シャツボタンかまとめ打ちか…フロートフィッシングのショッティング

フロートフィッシングで釣られた鯉
 フロートフィッシングにおいて錘の打ち方は大別して2つ、連打ちかまとめ打ちである。この2つ、使い分けを改めて考えて行く中でその特性を少し深く掘り下げて行くことは非常に有用だろう。
 連打ちが用いられるのは次のような場面だ。
  • 下流域の殆どの場面・・・ネガカリも少ないし自然な餌の沈下やプレゼンテーションが可能
  • 清流・本流域での瀬・・・水深がそれほどない(~1m台)、流速がそれほど強くない、底が石でありネガカリし易い→連打ちが有利
  • 急流での極めて浅い瀬・・・極めて浅い場合、例え流れが強くともまとめ打ちではネガカリが多発し自然に流れにくい
 逆にまとめ打ちが使われるのは次のケース
  • 下流域で極めて水深が深く、中層に餌取りが多い場合・・・さっさと底まで餌を届けたいケース
  • 本流域の多くの場面・・・流れが強く連打ちでは仕掛けが沈みにくい、水深に変化が多くC字オバセを出しやすいまとめ打ちが有利
  • 止め釣りを行う場合・・・連打ちでは物理的に行えない。大錘でブッコミ釣りのように固定して釣る方法。止水域での鯉釣りにも有効。

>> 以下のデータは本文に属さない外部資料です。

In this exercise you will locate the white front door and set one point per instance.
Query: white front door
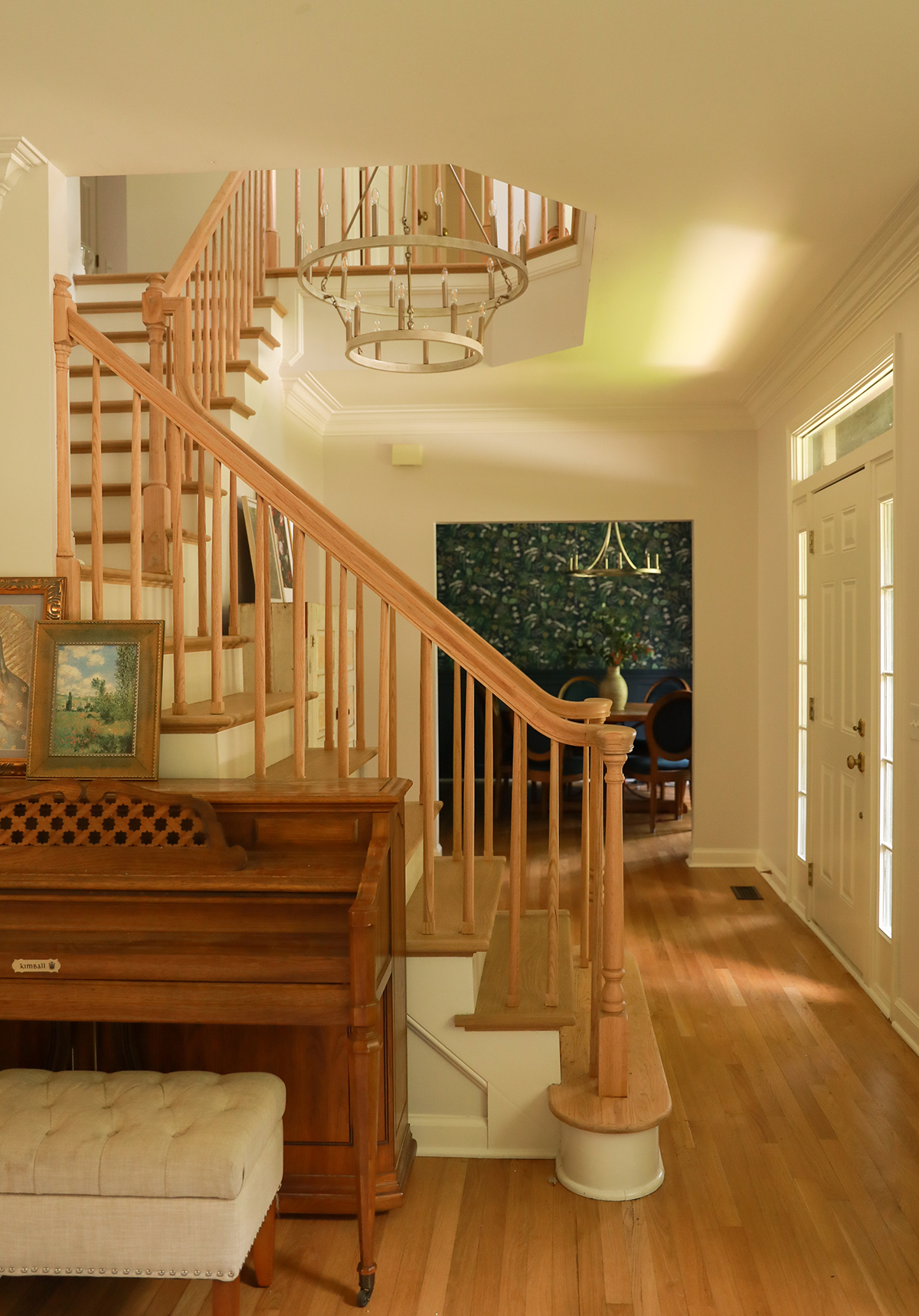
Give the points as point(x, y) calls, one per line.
point(842, 776)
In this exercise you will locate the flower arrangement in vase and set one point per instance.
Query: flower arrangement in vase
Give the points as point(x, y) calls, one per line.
point(622, 646)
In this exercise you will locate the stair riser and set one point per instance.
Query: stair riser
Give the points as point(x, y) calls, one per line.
point(198, 675)
point(116, 516)
point(227, 754)
point(139, 351)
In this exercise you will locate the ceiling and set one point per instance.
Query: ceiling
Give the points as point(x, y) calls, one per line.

 このように見てみると、おおまかには、連打ちは流れが緩やかか水深が浅い所でネガカリをあまりしないで釣るのに役立ち、まとめ打ちは急流や深場で有効ということが分かる。そして、重要なのは、連打ちは水中でのオバセは少なく、まとめ打ちは大きいということだ。
  これは即ち、連打ちは感度に優れ、とりわけ餌先行 で流している時の手感でのアタリとりにも有効であるということだ。いわば水中のラインを重さのある鉛ラインにしているようなものであり、オバセは少なくなり結果として棚設定も水深とニアリィイコール~1.5倍程度に取るのが普通だ。
これはウキへの底叩きの変化などを多く出させ、手感での感度も良くし、ネガカリ時にも少しのバックで解消を図れるが、一方で、魚が感じる違和感は増し、水深が急に深くなった所では、底をしっかりトレースできないケースもある。